Bespattered Kohl tries to strike back at egg-flinging protesters

May 11, 1991|By Ian Johnson | Ian Johnson,Special to The Sun

HALLE, Germany -- Weeks of political infighting and criticism took their toll yesterday when Chancellor Helmut Kohl lost patience with a group of egg-throwing protesters and tried to punch them.

Mr. Kohl was ducking out the back of the Halle City Hall when about 30 young people began throwing eggs. Instead of running for cover, he pulled away from his security guards and lunged over the gate separating him from the crowd.

Security guards tried to pull him back from the crowd, but he twisted free and grabbed at several of the youths, who taunted him with cries of "Liar, liar."

Eventually the guards won: Mr. Kohl went inside, and the protesters ran away.

Everyone tried to play down the event, but Mr. Kohl was obviously shaken and embarrassed by his outburst, which followed another egg attack last month when he visited eastern Germany.

The attack symbolized the frustration felt by some eastern Germans. They feel cheated by western politicians who promised them the sky before last year's elections but then went ahead with economic plans that have resulted in mass unemployment.

RF Equally significant was Mr. Kohl's violent rage at the people who

spoiled what would have been a perfectly stage-managed visit to one of the most economically depressed areas of Europe.
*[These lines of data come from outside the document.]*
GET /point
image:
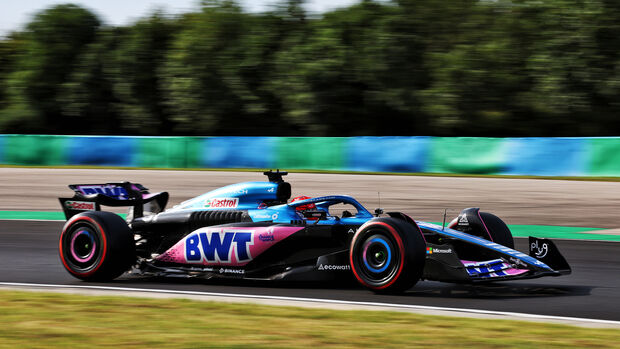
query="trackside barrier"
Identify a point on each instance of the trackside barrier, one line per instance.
(468, 155)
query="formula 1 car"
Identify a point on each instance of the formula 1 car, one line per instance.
(251, 231)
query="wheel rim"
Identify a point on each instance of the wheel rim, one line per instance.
(377, 255)
(82, 248)
(379, 260)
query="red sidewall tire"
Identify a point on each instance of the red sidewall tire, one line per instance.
(387, 255)
(96, 246)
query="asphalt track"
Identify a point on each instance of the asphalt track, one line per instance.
(28, 254)
(28, 249)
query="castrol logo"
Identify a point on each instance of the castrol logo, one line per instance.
(222, 203)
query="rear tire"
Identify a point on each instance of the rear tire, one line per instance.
(387, 255)
(97, 246)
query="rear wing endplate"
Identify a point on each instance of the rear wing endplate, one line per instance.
(90, 197)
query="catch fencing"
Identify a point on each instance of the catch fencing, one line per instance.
(560, 156)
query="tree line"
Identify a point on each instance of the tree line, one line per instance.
(402, 67)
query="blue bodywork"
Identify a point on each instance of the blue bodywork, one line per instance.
(253, 196)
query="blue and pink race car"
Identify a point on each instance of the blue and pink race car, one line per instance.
(252, 231)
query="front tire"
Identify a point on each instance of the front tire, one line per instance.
(96, 246)
(387, 255)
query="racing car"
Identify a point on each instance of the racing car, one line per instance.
(252, 231)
The visit was to have been a sign that Mr. Kohl had not after all forgotten the former East Germany, which he had not visited for months after winning the December election. Under pressure to show the flag, he went in April and promised to come over regularly to learn about the region's massive problems first hand.
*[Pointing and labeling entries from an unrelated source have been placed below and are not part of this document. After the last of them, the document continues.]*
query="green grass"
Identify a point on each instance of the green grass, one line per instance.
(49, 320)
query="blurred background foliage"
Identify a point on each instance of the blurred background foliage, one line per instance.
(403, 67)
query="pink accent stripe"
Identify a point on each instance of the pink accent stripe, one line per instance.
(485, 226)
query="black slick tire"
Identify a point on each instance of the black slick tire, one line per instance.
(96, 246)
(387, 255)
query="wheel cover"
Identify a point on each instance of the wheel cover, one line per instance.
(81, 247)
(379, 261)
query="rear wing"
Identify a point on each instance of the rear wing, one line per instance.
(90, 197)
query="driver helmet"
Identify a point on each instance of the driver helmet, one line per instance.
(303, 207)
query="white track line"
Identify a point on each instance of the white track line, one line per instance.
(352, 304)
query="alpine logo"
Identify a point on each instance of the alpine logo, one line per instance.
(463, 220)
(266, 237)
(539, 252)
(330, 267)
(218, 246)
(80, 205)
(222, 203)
He started yesterday in Bitterfeld, which is considered Europe's most polluted city because of its chemical factories, and then came to Halle, where the attack occurred. Later he addressed a group of largely sympathetic workers.
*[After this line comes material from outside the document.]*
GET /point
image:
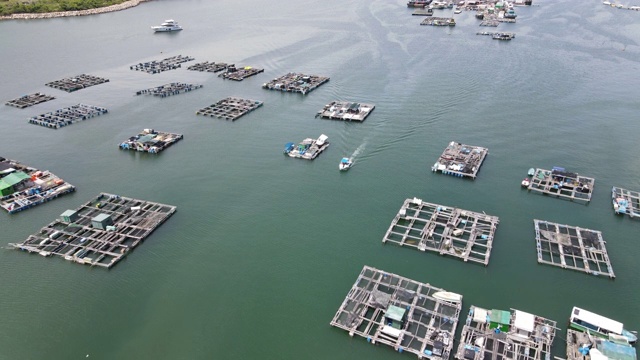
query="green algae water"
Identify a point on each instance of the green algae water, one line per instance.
(264, 248)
"I'm not here to make any promises but to say that this region should remain a major chemical-producing area," he said at the huge Buna chemical works, which developed synthetic rubber for Nazi Germany's war machine but now is unprofitable and almost bankrupt, with 10,000 of its 18,000 employees heading for the unemployment line.

Already, however, the equivalent of $300 million has been invested in the 2,500-acre works, which Mr. Kohl said would be part of a major chemical-producing region around Halle that would rival anything in western Germany.

Most workers were happy that Mr. Kohl was visiting the site and had little sympathy for the demonstrators.

"The SED [Communist Party] bigwigs never visited the areas once. At least he has the courage to come. Let him have a look," said Dirk Gurezka, a welder who has 35 years' experience at the Buna works.

Despite this largely supportive atmosphere, Mr. Kohl was extremely tense during the visit, and several aides said they wanted the trip to be a much-needed success after weeks of political infighting.

Up until an agreement earlier this week with his coalition partners, Mr. Kohl has been having to stave off internal bickering from the partners, who sense his political vulnerability and are trying to distance themselves from his party.

In the end, Mr. Kohl put a brave face on the visit: "It was a success. A few mobile troublemakers were not representative of Halle," he said.